Direct Debit collections in the street are NOT normally controlled by charity collection requirements, and as such are not regulated or authorised by the Council. Many collections of this kind are run by private companies on behalf of charities - who may see very little of the amounts raised - and occasionally collectors may pressurise shoppers or individuals to disclose personal information. Giving bank details or other personal information to strangers in the street is not recommended, and standing orders should be signed in a reputable business premises or at home where people can make reasoned decisions in a non-threatening environment. Also persons wishing to donate by this method may wish to contact the relevant charity direct in order to set up a regular donation.

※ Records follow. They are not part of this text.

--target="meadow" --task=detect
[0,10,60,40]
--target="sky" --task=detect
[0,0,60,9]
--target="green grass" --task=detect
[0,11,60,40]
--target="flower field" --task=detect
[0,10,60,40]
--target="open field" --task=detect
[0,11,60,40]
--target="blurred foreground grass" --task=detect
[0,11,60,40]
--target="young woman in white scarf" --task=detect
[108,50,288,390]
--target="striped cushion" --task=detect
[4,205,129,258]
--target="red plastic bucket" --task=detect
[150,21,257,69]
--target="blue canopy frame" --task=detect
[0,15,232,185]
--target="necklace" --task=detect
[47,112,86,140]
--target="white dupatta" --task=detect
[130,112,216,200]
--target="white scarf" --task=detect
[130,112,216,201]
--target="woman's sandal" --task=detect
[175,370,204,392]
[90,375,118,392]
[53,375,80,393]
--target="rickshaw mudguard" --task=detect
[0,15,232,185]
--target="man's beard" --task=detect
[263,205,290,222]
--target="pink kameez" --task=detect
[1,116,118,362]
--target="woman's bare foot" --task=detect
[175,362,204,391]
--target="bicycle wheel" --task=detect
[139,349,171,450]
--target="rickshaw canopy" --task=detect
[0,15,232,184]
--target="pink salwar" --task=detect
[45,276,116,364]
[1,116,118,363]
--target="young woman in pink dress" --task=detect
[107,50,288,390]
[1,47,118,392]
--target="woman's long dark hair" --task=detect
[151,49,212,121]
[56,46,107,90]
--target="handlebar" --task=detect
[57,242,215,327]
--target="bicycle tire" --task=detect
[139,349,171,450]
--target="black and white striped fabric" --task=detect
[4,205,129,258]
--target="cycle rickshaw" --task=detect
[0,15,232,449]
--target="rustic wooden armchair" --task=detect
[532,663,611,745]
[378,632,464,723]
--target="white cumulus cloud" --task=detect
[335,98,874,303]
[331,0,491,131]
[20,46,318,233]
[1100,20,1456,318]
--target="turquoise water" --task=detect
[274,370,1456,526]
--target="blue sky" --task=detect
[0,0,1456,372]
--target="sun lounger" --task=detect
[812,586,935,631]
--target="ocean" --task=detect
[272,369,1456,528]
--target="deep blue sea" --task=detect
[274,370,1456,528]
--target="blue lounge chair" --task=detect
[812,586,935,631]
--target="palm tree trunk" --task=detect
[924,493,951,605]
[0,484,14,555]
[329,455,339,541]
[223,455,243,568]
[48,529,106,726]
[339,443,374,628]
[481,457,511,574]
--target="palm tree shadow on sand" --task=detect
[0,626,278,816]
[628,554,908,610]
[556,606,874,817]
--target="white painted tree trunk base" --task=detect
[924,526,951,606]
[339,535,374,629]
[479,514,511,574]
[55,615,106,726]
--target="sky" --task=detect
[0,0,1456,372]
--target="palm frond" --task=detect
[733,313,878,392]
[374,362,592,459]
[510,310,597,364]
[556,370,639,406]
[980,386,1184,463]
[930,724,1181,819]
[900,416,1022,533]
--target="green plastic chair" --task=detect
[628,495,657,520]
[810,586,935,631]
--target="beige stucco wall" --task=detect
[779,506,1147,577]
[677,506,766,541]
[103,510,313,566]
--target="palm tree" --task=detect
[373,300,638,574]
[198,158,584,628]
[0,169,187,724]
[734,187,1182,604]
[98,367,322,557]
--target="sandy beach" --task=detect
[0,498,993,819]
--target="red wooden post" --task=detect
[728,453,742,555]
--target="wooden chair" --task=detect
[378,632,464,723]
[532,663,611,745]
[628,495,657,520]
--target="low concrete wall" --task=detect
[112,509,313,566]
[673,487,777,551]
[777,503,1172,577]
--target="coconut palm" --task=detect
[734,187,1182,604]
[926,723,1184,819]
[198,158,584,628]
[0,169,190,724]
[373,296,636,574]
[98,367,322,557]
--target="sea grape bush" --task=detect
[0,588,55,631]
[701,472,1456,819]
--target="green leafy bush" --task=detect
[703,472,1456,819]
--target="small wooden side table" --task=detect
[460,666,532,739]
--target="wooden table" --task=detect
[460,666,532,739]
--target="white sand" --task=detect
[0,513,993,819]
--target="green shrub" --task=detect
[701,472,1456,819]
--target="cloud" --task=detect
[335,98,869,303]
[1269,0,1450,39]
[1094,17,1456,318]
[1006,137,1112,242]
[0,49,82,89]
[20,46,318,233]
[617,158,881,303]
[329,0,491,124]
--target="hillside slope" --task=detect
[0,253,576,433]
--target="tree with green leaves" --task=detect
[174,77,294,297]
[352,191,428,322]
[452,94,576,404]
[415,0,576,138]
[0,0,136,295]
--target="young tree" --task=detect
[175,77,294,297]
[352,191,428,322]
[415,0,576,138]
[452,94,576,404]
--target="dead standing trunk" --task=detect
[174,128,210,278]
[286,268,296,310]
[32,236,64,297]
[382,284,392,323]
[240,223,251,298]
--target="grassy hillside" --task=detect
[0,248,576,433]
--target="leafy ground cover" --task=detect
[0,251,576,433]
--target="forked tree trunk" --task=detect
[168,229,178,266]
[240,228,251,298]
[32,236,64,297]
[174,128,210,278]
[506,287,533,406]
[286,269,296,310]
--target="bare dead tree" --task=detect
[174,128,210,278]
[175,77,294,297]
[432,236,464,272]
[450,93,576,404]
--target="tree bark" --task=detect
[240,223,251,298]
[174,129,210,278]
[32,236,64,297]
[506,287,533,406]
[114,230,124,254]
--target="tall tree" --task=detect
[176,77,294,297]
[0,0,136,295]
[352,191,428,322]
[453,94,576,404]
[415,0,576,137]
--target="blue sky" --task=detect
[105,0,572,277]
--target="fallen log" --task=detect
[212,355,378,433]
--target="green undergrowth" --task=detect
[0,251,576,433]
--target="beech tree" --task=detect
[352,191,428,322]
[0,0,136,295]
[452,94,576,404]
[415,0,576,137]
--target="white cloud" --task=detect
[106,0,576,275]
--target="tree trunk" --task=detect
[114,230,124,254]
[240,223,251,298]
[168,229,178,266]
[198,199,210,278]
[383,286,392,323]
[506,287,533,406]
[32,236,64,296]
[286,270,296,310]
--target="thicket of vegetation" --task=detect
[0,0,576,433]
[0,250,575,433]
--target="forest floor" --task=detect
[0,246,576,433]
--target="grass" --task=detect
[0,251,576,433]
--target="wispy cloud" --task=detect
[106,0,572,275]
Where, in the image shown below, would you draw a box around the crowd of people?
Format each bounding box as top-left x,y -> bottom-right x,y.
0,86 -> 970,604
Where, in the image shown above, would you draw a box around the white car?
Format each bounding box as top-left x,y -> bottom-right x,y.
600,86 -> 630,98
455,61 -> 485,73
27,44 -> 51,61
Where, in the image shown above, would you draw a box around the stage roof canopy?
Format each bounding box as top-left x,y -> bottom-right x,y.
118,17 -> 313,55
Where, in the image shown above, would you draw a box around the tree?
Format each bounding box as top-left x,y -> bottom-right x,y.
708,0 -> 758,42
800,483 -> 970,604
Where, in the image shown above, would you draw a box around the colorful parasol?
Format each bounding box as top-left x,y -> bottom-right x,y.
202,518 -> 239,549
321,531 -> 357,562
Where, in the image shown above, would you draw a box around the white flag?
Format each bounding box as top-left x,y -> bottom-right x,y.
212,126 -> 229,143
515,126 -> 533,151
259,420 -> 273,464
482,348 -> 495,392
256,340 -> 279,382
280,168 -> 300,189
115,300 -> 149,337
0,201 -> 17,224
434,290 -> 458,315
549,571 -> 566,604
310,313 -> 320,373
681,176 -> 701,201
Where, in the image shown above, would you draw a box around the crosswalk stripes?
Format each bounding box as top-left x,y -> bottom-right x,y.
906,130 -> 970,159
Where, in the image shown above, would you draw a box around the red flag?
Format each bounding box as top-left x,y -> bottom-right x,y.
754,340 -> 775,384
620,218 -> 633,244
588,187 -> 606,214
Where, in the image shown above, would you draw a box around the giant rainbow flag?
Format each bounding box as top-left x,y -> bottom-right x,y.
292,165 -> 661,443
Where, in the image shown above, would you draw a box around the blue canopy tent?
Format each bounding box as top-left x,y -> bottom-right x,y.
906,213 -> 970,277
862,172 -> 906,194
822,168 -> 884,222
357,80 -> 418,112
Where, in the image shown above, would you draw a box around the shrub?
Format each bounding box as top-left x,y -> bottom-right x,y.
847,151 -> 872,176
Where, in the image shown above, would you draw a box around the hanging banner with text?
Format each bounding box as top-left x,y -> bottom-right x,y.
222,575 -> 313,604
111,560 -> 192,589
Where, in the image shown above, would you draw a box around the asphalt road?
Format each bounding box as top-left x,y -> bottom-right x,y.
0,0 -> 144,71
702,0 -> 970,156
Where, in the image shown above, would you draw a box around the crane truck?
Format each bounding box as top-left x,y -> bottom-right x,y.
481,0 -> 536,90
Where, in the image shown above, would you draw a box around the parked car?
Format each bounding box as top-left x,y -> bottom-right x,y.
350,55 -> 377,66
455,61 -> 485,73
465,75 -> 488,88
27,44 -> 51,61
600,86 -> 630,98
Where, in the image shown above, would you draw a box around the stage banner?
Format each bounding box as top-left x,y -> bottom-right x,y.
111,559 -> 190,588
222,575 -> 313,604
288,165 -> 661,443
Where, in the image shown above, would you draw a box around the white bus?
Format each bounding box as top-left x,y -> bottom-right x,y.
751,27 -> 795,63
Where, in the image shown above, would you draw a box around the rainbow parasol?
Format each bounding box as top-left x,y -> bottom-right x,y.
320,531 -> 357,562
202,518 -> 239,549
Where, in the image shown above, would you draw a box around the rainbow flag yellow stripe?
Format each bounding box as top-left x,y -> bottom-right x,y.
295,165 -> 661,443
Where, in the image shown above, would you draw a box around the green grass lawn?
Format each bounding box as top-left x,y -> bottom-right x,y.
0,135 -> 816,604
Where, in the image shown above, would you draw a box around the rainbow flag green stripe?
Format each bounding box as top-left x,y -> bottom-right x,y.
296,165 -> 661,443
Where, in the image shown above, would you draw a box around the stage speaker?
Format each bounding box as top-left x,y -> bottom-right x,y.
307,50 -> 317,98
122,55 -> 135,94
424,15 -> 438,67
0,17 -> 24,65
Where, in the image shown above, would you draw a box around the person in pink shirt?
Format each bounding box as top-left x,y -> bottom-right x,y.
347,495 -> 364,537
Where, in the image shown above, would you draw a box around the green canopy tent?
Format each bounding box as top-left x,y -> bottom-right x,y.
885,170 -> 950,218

It should be noted that there are bogus collectors that operate up and down the Country for commercial or private gain purposes, taking advantage of the public's generosity. The public should be alert to misleading or dubious collection requests or advertising. Bona fide licensed collectors will display an identification badge and file accounts to the Local Authority or Charity Commission. Recently there has been a spate of commercial clothing collectors claiming to be collecting for charitable purposes, when in fact hardly any proceeds have been going to charity (or in one case the charity had been struck off).
If you are in any doubt, save your donation for a licensed charity collection (which can be verified by the Licensing Team), local charity shops, or by contacting the relevant charity direct. Legitimate clothing collectors, such as Great Ormond Street Hospital or PDSA, will very often leave their own identified collection sacks.